Corriere della Sera, 25 luglio 2016
Tutto congiura a bloccare la vita quotidiana, che cieca e stupida non si arresta
Le efferate stragi di fanatici terroristi o di criminali squilibrati, la Brexit con tutte le sue implicazioni, le ondate di immigrati con le reazioni esaltate e le preoccupazioni ragionevoli che esse provocano, il pericolo di saltare in aria nei luoghi e nelle occasioni più impensabili imbarazzano o paralizzano governi, annunciano prossime difficoltà economiche – il che vuol dire gente che si trova senza il pane quotidiano – e crisi politiche, ma non fermano appetiti vitali, desideri elementari e abitudini coatte come la necessità, l’obbligo di andare in vacanza. Brexit significa oggi per innumerevoli turisti che non si sognano per questo di cambiare i loro progetti di ferie, quindici ore di coda per uscire dalla Gran Bretagna. Allo stesso modo, la certezza di un alto numero di morti nelle strade e nelle autostrade di Ferragosto non blocca né turba gli automobilisti che si mettono in viaggio.

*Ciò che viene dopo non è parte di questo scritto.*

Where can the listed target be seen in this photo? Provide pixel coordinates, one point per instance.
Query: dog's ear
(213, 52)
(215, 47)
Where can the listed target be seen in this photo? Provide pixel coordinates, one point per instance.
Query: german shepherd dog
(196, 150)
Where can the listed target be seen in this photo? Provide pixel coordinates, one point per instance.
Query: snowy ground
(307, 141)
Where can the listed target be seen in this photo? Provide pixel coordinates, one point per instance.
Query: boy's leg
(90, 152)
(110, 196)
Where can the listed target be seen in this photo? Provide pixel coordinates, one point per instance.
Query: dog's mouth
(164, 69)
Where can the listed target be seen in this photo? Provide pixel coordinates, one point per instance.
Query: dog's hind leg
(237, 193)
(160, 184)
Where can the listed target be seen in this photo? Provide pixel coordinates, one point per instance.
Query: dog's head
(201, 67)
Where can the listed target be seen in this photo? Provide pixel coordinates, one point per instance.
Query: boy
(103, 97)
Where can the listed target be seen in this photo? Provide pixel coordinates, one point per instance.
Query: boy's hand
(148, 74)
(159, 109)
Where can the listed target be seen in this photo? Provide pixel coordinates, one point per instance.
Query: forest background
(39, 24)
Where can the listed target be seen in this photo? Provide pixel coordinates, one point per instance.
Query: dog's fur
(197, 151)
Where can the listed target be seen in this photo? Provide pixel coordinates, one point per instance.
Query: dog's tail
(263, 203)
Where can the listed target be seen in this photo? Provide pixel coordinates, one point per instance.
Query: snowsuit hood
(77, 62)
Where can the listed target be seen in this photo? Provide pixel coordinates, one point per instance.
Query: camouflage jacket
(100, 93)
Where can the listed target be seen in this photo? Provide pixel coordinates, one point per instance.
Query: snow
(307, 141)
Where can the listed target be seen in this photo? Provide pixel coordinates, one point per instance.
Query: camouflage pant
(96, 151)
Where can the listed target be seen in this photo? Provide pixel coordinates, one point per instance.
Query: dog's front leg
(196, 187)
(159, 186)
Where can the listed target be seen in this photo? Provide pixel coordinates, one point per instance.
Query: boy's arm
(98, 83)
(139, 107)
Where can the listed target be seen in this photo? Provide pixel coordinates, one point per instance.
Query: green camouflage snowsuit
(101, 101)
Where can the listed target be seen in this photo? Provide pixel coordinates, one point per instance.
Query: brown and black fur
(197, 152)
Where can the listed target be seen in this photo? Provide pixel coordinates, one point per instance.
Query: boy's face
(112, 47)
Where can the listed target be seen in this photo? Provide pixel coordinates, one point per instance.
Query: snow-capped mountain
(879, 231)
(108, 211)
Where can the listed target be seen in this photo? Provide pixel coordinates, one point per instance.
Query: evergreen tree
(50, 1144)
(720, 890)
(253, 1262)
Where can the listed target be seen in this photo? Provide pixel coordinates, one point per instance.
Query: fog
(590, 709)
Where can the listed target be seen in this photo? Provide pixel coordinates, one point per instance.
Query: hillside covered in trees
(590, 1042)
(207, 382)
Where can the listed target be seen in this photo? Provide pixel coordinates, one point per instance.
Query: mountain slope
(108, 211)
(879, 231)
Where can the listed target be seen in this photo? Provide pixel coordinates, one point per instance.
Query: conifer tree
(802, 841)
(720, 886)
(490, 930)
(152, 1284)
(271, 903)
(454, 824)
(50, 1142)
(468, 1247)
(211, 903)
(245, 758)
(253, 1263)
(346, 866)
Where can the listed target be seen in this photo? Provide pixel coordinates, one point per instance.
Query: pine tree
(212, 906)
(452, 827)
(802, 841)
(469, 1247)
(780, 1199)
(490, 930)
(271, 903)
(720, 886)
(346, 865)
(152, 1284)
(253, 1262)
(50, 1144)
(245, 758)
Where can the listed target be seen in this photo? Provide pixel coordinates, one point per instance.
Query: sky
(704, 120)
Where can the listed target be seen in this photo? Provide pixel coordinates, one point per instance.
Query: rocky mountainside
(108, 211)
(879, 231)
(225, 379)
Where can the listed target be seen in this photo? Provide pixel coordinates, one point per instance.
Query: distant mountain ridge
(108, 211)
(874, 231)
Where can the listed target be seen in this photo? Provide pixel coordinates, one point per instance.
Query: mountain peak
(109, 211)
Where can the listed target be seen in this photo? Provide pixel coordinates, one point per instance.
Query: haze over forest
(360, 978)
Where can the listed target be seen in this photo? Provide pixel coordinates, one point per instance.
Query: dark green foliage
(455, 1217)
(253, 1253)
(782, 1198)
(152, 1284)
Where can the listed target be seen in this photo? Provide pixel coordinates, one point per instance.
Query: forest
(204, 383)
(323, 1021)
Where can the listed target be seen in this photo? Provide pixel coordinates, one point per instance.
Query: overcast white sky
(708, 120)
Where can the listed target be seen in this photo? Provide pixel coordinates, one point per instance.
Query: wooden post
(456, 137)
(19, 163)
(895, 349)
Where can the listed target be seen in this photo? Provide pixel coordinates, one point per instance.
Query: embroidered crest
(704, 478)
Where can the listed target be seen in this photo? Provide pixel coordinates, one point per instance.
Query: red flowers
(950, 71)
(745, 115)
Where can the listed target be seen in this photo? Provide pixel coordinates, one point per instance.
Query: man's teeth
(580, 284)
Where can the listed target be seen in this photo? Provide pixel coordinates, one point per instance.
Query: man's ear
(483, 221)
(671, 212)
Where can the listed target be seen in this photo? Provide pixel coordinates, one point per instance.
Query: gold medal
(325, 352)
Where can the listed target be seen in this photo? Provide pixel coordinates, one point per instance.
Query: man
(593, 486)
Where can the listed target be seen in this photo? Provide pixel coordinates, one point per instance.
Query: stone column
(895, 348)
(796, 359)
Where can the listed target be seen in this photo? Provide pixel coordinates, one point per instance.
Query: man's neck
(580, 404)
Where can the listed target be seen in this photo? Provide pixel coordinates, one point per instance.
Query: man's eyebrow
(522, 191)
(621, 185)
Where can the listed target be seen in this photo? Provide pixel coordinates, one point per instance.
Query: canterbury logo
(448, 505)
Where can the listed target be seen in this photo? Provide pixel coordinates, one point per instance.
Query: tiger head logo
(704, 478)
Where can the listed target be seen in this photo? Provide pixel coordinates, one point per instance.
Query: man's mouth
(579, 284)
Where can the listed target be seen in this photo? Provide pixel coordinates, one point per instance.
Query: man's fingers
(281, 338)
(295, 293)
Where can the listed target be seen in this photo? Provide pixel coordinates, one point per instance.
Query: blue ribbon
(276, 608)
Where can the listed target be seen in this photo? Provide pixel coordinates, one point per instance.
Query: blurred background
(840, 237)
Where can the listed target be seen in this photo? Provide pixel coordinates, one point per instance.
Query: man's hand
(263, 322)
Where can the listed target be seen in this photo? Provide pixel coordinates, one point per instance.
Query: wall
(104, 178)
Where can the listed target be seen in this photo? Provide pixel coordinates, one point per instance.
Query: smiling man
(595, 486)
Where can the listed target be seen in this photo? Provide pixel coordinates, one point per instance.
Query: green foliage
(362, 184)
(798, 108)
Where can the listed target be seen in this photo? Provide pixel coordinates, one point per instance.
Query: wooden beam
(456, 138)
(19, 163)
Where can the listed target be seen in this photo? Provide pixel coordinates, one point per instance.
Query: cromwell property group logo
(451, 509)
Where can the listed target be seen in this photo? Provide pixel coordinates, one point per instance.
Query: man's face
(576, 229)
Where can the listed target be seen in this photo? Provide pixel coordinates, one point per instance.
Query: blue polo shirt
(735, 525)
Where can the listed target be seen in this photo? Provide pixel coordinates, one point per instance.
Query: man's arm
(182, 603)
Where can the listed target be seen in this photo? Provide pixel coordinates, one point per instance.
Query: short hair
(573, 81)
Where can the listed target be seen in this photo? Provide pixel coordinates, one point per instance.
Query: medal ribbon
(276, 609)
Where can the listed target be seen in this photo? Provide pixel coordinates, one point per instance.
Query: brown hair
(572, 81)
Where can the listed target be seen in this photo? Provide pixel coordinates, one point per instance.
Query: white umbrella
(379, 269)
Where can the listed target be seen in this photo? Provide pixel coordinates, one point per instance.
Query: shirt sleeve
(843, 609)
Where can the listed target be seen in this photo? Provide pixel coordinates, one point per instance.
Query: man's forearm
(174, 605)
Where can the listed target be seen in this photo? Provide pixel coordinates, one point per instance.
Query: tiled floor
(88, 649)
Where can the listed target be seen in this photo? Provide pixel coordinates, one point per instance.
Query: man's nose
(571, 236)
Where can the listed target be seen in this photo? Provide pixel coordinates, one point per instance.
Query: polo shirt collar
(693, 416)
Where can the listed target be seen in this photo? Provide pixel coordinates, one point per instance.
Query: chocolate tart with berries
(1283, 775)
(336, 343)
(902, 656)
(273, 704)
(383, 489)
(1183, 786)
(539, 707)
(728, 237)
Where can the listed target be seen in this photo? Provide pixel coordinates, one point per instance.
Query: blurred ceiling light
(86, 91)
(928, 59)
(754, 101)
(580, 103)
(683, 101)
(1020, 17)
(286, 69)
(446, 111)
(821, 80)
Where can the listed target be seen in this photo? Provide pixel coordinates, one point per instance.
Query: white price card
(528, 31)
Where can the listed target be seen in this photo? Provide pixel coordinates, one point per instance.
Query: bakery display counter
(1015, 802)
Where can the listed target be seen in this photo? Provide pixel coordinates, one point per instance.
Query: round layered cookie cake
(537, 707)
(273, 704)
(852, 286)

Tutto ciò è probabilmente irragionevole, ma è difficile dire se sia un buono o cattivo segno. Tutto – la politica universalmente sempre più incerta e confusa, gli assassini in agguato da ogni parte, le crescenti difficoltà di distinguere alleati e nemici, i sistemi di sicurezza e protezione sempre più insufficienti – congiura a fermare, a bloccare la vita quotidiana. Ma la vita – cieca, stupida, indomabile nelle sue pulsioni – non si arresta, non si intimidisce, non si rintana.
Viviamo in un’epoca in cui il coraggio individuale e il senso di potersi trovare in circostanze in cui è necessario mettere a repentaglio la propria vita per aiutare gli altri si affievolisce sempre di più. Sono o sembrano sempre meno numerose le persone capaci di rischiare consapevolmente la vita, come Calipari, o di morire come Fabrizio Quattrocchi gridando ai suoi ebeti carnefici «guardate come muore un italiano». Pochi giorni fa, la televisione ci mostrava un bruto che picchiava ferocemente un disabile, mentre la gente passava accanto indifferente, tranne qualcuno che filmava la scena, spero per documentare il delitto ma temo per perverso voyeurismo e presunzione di sentirsi Visconti o Kubrick che gira un film. Confesso di aver pregato l’Onnipotente di inviare una buona dose di sofferenze al bestiale picchiatore e di ricordarsi di essere pure il Signore Dio degli eserciti.
A questa crescente viltà individuale, vero e proprio cancro di una civiltà che ha perso il senso di ciò che si deve e non si deve fare, si contrappone una sorta di vitalità collettiva che non si lascia intimidire dai segnali e dalle minacce di morte, forse perché non se ne accorge, e affronta fatiche, disagi anche stupidi e pericoli per andare in vacanza. Forse non è un cattivo segno.